Candidats indépendants et alliances incertaines
Outre les cinq listes principales, plusieurs candidats indépendants sont toujours en lice. La date limite de retrait des candidatures a été prolongée jusqu’à minuit, le vendredi 23 mai, laissant place à d’éventuels désistements ou ajustements de dernière minute.
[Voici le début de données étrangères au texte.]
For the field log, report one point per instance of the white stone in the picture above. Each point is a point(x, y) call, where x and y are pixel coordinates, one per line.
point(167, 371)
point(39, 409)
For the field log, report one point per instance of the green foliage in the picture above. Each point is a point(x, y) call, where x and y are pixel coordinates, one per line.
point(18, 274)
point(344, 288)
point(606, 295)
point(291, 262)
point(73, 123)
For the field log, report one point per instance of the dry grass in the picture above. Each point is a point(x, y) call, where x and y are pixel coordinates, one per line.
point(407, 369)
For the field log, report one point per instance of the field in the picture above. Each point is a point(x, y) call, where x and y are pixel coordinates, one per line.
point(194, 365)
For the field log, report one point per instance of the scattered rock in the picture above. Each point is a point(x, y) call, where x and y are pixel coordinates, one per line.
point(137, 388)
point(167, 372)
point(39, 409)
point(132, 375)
Un facteur imprévisible dans cette élection reste le vote chiite. Bien que l’alliance Hezbollah-Amal n’ait pas officiellement soutenu de liste, certaines rumeurs évoquent un appui discret à l’équipe d’Omar Marjan qui inclut deux candidats réputés proches du duo chiite.
Un tournant pour Saïda?
Même si la présence de cinq listes et le grand nombre de candidats risquent de fragmenter les résultats – rendant improbable la victoire totale d’une seule liste – cette élection est considérée comme un moment crucial pour Saïda. Elle offre une opportunité rare de s’attaquer aux problèmes municipaux chroniques de la ville, antérieurs à la crise financière actuelle et résultant de décennies de mauvaise gouvernance, de planification déficiente et de dépendance politique.
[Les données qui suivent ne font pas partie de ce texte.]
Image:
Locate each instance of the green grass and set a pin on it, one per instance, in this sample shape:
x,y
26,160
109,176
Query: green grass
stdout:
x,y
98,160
La montée en puissance des jeunes et des femmes marque un tournant notable, rompant avec la tradition de domination des élites politiques établies. Cependant, cette nouvelle vague de candidats fait face à des critiques pour leur manque de plans concrets pour résoudre les problèmes complexes de la ville, notamment la dégradation des infrastructures, la surpopulation urbaine et l’inefficacité administrative.
Les habitants de la ville réclament des améliorations, surtout concernant les décharges et l’éclairage public, ainsi que la promotion du tourisme par le biais d’événements et d’activités sportives.
Les enjeux à venir
Alors que Saïda entre dans la dernière ligne droite avant le jour du vote, la ville est en effervescence en raison des activités de campagne, des réunions publiques et de l’intérêt croissant des électeurs. Les affiches et les slogans envahissent l’espace public, et les candidats redoublent d’efforts pour convaincre.
Quel que soit le résultat, le vote de samedi pourrait redéfinir la gouvernance locale de Saïda – non seulement en termes de personnes élues, mais aussi du type de politique que la ville choisira d’adopter: des alliances traditionnelles et des liens familiaux ou une nouvelle voie civique fondée sur la transparence, l’inclusion et l’engagement local.
Quoi qu’il arrive, Saïda fera entendre sa voix le 24 mai – et l’écho de ce choix pourrait bien façonner son avenir pour les années à venir.